Not quite there: Rad focus groups perceive few benefits—but also few hassles—with CDS

In a study sponsored by CMS as part of the Medicare Imaging Demonstration project, four focus groups of radiologists heaved a collective yawn over computerized decision support (CDS).

The 26 rads, all participants in the demo project, shared a general sense that CDS has neither improved appropriate utilization of advanced imaging nor substantially changed their workflows or their interactions with referring physicians.

The good news for CDS proponents was that the groups didn’t register strongly negative perceptions of the technology, either—they just felt it didn’t make much difference one way or the other to the quality or quantity of their work.

The results of the study, led by Christoph I. Lee, MD, MSHS, of the University of Washington, appear in the November edition of the American Journal of Roentgenology.

The research team recorded and transcribed all four focus-group discussions, which were moderated by a guide asking open-ended questions.

The team used qualitative data-analysis software to code input according to various themes and to identify representative verbal expressions. The 26 participants also filled out a related survey.

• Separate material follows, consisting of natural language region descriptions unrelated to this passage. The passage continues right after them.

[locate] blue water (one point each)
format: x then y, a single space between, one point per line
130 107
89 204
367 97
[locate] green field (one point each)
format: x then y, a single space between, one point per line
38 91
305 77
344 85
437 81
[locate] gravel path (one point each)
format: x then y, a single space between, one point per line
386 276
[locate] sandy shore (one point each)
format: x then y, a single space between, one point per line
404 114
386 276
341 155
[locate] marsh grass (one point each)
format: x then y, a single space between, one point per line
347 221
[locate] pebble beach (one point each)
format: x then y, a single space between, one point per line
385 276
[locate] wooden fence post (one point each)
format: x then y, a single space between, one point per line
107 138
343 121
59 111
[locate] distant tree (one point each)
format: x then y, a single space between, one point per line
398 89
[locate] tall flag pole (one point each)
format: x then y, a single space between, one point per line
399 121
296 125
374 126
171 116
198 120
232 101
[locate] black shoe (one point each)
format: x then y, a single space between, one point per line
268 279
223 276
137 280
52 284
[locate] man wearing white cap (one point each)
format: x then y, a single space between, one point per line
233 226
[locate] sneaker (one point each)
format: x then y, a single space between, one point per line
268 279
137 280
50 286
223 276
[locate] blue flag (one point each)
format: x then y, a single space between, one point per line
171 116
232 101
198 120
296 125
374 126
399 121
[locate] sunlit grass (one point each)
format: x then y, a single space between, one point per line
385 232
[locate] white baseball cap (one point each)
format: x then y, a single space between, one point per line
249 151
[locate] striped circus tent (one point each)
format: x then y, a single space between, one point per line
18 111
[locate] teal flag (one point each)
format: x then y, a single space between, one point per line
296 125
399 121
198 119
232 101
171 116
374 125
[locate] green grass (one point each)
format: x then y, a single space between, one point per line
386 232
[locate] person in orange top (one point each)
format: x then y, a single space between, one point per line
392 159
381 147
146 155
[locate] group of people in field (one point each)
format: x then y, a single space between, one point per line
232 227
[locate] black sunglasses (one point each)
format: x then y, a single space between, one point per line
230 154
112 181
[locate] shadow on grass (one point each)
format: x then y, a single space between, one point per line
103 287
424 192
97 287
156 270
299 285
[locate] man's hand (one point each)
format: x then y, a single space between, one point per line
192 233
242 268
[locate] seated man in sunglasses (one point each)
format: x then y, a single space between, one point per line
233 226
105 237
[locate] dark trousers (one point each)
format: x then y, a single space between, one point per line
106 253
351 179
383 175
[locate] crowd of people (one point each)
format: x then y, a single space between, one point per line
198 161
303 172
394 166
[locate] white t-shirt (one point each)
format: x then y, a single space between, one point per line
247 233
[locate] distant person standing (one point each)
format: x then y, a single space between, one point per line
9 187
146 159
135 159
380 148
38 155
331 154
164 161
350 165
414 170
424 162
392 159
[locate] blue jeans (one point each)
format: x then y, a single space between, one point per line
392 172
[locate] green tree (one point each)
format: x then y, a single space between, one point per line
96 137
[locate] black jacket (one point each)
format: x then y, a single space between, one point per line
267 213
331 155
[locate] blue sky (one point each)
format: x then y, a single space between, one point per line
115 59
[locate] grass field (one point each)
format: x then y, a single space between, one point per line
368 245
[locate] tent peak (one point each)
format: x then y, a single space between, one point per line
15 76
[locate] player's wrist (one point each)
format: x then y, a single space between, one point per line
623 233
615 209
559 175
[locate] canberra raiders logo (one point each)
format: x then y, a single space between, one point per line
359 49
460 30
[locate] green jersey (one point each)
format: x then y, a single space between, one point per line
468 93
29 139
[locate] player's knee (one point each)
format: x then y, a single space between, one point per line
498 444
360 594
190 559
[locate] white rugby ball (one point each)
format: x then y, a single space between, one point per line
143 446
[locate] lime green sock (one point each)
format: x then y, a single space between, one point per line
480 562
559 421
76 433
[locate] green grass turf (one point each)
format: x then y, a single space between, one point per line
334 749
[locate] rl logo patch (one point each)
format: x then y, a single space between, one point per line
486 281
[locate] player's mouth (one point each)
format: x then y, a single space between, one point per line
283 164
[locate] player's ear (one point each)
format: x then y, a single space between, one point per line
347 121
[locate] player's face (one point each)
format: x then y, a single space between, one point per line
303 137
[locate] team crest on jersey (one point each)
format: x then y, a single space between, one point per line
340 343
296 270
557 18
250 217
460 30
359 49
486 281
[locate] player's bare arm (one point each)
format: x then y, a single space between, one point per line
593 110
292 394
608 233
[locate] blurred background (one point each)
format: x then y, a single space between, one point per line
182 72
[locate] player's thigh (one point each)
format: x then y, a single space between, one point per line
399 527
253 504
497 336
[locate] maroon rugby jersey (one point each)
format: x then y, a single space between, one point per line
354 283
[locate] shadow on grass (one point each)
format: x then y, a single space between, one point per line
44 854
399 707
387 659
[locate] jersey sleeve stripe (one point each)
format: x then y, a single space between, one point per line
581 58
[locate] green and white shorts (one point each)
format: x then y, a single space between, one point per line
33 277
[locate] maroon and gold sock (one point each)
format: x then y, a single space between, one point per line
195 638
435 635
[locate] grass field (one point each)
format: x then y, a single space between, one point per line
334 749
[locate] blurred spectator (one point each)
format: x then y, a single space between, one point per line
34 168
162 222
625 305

Interestingly, the rads tended to agree that CDS’s potential benefits will be realized over time and, at some point, will justify its widespread adoption.

The consensus was that, in order for CDS is to make an impact on both patient care and the profession of radiology, radiologists must be given—or must assert—a greater role in future education, development and implementation.

The authors include in their study report a number of direct quotes from the focus-group sessions. Examples:

  • “I think decision support is good. I think you'd refer to it as an entry-level sort of advice. And then, on top of that, layer on radiologists' consultation for the cases where the decision support is not answering all the clinicians' questions or concerns. So I'd see it as a kind of a multitiered approach.”
  • “We were expecting to perhaps get calls with questions about CDS [from referring physicians]. You know, ‘This doesn't make sense to me.’ Or ‘I think I have a special case here that this doesn't apply.’ But I for one have not gotten a single call about questions about the decision support advice.”
  • “I think the quality of the clinical information is significantly improved, compared to before [computerized physician order entry (CPOE)]. I’m not sure that the decision support piece of it has changed ordering as much as the change we have seen just from using [CPOE]. I think we’re getting a little more quality clinical information, but I would say we still have to go into the electronic medical record very often to look up clinician notes, even with the amount of information that we're provided.”

Commenting on participants’ optimism over the future of CDS adoption, the authors cite the potential financial benefits to radiologists of widespread adoption.

“CDS may eventually eliminate the need for radiology benefit managers and prior authorization programs,” write Lee and colleagues. “These programs have typically caused workflow burdens and shifting of costs from payers to practices, sometimes increasing overall costs.”

Regardless of perceptions—good, bad or indifferent—CDS is here to stay. The authors highlight laws encouraging the rapid adoption of CPOE and accompanying CDS.

For one, the Health Information Technology for Economic and Clinical Health Act of 2009 promotes the use of CDS by offering financial incentives for meaningful use.

For another, the Protecting Access to Medicare Act of 2014 mandates CDS for specific ambulatory imaging exams as a requirement for radiology reimbursement beginning in January 2017—“likely accelerating the rapid diffusion and adoption of CDS,” the authors note.